Jakarta –
Read More : Timnas Indonesia Lawan Arab Saudi, Netizen Tebak Skor dan Berdoa
Menteri Penanaman Modal dan Perampingan/Kepala BKPM Rozan Rozlani mengatakan Indonesia menargetkan investasi dalam jumlah besar. Ia mengatakan Indonesia tidak mau menerima investasi yang hanya berorientasi pada tenaga kerja seperti pembangunan pabrik.

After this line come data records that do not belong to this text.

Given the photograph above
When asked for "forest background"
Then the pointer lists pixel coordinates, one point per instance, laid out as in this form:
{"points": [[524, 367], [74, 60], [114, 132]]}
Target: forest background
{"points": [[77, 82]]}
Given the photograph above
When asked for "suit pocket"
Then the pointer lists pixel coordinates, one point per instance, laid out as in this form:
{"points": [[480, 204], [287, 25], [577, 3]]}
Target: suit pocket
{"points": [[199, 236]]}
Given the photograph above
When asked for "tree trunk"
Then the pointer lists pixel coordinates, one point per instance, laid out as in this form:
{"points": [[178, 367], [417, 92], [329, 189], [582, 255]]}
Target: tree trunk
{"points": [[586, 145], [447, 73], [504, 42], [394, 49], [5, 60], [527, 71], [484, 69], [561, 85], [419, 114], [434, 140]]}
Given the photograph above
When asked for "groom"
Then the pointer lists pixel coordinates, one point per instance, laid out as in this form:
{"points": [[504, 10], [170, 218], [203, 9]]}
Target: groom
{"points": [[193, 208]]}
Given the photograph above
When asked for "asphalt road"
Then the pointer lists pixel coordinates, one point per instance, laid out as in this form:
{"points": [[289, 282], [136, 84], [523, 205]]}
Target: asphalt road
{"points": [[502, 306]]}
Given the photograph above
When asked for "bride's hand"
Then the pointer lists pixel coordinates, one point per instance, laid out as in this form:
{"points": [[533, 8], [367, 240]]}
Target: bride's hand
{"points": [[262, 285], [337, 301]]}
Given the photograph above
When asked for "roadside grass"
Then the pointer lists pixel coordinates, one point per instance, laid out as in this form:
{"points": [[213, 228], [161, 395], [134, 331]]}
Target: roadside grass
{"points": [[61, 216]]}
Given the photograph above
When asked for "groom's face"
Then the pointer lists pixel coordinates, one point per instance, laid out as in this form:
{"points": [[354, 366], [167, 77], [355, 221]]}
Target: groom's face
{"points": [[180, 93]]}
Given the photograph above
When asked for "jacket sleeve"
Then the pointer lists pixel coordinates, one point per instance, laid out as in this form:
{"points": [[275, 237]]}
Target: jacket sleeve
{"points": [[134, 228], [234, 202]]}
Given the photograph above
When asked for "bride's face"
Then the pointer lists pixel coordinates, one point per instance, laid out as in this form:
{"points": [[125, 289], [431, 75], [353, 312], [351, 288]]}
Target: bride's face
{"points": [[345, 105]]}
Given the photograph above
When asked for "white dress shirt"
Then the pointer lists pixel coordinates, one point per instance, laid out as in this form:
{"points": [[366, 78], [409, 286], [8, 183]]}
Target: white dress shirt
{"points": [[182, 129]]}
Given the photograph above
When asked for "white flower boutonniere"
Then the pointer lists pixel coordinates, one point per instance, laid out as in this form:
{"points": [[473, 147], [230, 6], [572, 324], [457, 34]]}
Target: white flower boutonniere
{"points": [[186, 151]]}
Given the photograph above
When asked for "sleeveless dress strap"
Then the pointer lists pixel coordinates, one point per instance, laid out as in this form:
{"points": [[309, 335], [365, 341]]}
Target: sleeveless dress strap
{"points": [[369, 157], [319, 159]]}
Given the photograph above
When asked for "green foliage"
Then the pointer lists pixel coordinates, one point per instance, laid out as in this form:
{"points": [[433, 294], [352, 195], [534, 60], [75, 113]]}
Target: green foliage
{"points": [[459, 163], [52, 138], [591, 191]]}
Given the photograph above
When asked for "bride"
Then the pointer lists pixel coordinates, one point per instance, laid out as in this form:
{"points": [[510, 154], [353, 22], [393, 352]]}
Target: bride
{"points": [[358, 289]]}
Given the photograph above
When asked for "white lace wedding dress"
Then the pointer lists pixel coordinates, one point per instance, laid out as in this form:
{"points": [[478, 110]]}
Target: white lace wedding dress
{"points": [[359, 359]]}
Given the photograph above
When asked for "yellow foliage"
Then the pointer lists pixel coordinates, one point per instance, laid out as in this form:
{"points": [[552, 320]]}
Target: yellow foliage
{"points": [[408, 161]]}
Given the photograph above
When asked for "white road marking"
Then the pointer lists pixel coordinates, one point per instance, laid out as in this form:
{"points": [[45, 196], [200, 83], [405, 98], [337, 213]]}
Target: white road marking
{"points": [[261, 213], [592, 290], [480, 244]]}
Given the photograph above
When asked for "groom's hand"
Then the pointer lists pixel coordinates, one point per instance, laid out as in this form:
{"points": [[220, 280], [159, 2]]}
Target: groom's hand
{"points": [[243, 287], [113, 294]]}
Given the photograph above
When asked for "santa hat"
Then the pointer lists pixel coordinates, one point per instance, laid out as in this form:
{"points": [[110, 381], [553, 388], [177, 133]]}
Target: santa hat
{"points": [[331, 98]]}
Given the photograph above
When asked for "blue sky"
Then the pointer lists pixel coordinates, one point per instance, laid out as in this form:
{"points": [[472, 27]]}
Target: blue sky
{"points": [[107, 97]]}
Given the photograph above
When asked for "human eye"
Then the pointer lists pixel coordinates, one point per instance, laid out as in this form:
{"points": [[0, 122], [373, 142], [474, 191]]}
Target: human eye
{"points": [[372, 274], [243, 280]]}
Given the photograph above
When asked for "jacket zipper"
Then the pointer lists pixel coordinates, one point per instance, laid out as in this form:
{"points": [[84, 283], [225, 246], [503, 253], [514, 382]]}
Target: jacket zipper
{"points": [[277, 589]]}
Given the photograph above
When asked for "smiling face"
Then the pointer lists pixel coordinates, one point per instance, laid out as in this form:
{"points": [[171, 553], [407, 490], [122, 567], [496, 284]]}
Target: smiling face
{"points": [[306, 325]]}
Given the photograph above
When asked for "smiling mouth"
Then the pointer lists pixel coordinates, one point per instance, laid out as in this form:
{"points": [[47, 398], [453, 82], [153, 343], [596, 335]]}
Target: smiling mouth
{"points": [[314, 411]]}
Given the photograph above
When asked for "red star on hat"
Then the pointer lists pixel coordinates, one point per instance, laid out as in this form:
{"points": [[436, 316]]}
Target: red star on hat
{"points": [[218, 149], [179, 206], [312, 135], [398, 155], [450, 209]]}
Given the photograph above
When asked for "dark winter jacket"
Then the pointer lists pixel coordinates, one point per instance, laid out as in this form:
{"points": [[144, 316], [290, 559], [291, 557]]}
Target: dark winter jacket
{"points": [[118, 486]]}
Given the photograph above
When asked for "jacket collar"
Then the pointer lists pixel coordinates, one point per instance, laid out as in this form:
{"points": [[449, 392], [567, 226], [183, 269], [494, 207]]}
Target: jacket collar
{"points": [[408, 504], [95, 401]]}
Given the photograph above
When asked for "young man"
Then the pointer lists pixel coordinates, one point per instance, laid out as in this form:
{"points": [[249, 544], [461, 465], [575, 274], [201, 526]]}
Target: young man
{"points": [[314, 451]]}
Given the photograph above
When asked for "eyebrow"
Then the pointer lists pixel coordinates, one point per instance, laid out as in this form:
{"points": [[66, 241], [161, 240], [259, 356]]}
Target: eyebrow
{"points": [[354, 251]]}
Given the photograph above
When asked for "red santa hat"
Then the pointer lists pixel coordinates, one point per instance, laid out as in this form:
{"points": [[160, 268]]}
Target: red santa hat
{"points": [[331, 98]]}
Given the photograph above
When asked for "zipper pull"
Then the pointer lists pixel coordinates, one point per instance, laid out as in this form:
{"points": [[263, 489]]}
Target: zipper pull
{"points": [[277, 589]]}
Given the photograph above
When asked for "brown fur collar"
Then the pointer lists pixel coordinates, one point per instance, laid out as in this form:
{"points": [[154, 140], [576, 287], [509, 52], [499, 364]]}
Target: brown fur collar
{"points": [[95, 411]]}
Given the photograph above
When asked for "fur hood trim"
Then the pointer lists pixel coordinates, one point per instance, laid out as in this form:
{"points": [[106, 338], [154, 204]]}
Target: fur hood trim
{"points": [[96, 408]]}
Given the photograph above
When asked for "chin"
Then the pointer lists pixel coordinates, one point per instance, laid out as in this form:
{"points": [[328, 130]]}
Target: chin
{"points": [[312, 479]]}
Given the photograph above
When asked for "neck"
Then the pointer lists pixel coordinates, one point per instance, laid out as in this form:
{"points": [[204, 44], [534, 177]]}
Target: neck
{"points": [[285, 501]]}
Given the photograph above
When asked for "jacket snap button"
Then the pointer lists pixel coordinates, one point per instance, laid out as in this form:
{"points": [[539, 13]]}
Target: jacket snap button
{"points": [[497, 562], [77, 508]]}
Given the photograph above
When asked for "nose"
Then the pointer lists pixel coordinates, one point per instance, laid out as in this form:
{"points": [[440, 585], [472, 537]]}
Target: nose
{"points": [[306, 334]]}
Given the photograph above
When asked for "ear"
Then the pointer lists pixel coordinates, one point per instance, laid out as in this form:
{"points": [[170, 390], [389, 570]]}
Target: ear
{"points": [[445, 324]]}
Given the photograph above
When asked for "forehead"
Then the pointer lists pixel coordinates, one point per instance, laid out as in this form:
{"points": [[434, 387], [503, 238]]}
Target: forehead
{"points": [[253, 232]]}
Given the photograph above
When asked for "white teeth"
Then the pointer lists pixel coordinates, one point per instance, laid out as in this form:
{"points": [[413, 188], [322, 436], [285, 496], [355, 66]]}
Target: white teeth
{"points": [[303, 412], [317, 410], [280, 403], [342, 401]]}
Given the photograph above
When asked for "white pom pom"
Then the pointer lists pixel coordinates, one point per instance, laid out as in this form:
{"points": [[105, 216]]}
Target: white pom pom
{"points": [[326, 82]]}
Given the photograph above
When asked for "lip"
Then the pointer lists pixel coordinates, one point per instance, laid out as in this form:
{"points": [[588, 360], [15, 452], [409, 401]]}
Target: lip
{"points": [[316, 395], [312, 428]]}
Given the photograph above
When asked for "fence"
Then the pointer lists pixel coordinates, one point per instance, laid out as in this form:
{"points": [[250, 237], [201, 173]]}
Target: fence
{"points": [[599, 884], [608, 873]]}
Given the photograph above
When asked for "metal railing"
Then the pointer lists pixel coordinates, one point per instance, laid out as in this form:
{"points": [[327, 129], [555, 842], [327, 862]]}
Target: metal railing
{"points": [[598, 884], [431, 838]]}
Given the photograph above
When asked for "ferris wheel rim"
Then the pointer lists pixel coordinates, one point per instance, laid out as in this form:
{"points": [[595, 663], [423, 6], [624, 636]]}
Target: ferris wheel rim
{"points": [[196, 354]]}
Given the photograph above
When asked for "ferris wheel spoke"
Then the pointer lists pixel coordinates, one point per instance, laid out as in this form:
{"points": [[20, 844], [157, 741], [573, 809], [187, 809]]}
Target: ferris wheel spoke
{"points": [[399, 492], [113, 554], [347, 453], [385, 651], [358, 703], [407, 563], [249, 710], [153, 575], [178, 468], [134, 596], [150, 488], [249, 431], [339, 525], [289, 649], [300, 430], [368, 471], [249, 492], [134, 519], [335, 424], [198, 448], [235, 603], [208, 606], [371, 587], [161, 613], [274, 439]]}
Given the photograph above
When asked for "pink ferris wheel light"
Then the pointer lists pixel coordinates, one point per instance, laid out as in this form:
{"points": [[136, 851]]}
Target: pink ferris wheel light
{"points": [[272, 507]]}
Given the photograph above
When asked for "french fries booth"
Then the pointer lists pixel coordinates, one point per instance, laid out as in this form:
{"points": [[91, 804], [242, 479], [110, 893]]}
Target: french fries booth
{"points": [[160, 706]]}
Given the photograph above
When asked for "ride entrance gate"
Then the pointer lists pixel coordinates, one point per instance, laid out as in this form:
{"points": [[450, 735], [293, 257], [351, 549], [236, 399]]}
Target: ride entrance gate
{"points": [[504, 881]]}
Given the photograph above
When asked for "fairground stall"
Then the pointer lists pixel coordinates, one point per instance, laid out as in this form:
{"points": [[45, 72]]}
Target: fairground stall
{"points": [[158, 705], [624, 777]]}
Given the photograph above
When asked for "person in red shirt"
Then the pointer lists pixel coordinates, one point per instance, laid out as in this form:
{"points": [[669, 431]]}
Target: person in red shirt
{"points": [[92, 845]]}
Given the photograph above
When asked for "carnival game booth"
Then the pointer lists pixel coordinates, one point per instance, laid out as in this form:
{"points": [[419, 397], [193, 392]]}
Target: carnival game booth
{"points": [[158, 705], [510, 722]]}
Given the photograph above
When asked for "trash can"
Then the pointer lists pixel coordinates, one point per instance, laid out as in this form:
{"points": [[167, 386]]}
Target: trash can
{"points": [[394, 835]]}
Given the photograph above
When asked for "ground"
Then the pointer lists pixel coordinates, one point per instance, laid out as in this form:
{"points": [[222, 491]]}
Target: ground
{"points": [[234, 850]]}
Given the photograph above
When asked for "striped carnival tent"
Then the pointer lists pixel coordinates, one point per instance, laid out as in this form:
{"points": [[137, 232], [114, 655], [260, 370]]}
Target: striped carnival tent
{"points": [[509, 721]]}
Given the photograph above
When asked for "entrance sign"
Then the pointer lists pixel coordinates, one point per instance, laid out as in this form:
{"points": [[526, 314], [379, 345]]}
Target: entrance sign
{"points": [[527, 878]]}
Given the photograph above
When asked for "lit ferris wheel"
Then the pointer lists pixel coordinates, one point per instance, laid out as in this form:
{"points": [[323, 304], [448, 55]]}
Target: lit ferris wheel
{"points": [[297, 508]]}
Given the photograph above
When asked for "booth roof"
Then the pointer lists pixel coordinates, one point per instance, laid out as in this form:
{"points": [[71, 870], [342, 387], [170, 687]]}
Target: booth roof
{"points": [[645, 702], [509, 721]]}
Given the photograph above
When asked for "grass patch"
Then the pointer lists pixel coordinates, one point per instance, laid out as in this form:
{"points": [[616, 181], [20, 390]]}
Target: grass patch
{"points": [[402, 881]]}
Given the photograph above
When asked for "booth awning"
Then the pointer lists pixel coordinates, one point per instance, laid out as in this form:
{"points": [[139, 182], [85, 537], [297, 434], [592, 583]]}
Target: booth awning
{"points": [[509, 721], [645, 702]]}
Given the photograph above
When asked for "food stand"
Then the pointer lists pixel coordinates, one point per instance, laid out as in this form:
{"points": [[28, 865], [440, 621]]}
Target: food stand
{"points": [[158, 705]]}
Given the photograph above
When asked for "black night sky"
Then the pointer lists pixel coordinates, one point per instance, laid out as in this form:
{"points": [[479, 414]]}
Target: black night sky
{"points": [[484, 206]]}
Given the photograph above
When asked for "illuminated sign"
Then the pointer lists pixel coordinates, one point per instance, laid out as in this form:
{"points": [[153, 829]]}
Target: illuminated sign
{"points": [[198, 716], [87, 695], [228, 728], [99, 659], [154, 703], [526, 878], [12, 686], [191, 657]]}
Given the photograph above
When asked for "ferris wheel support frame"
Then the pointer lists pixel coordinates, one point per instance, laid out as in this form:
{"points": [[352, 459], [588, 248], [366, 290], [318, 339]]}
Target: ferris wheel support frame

Potensi investasinya dinilai sangat besar. Rusan juga mengatakan, investasi dana langsung sebenarnya sudah menjadi tren di berbagai negara.
Jadi sebagian besar investasi yang masuk ke kita itu yang kita sebut investasi industri, tapi investornya tidak banyak yang kita sentuh, kata Rusan, Kamis (2/1/2025) di Kompleks Istana Kepresidenan, Jakarta Pusat .” ).
“Trennya secara global investor portofolio juga sangat aktif berinvestasi di banyak negara,” tambahnya.
Rusan misalnya, mengatakan ada perusahaan investasi di Amerika bernama BlackRock. Perusahaan ini akan dibidik investasi di Indonesia karena memiliki kekayaan 6 kali lipat PDB Indonesia.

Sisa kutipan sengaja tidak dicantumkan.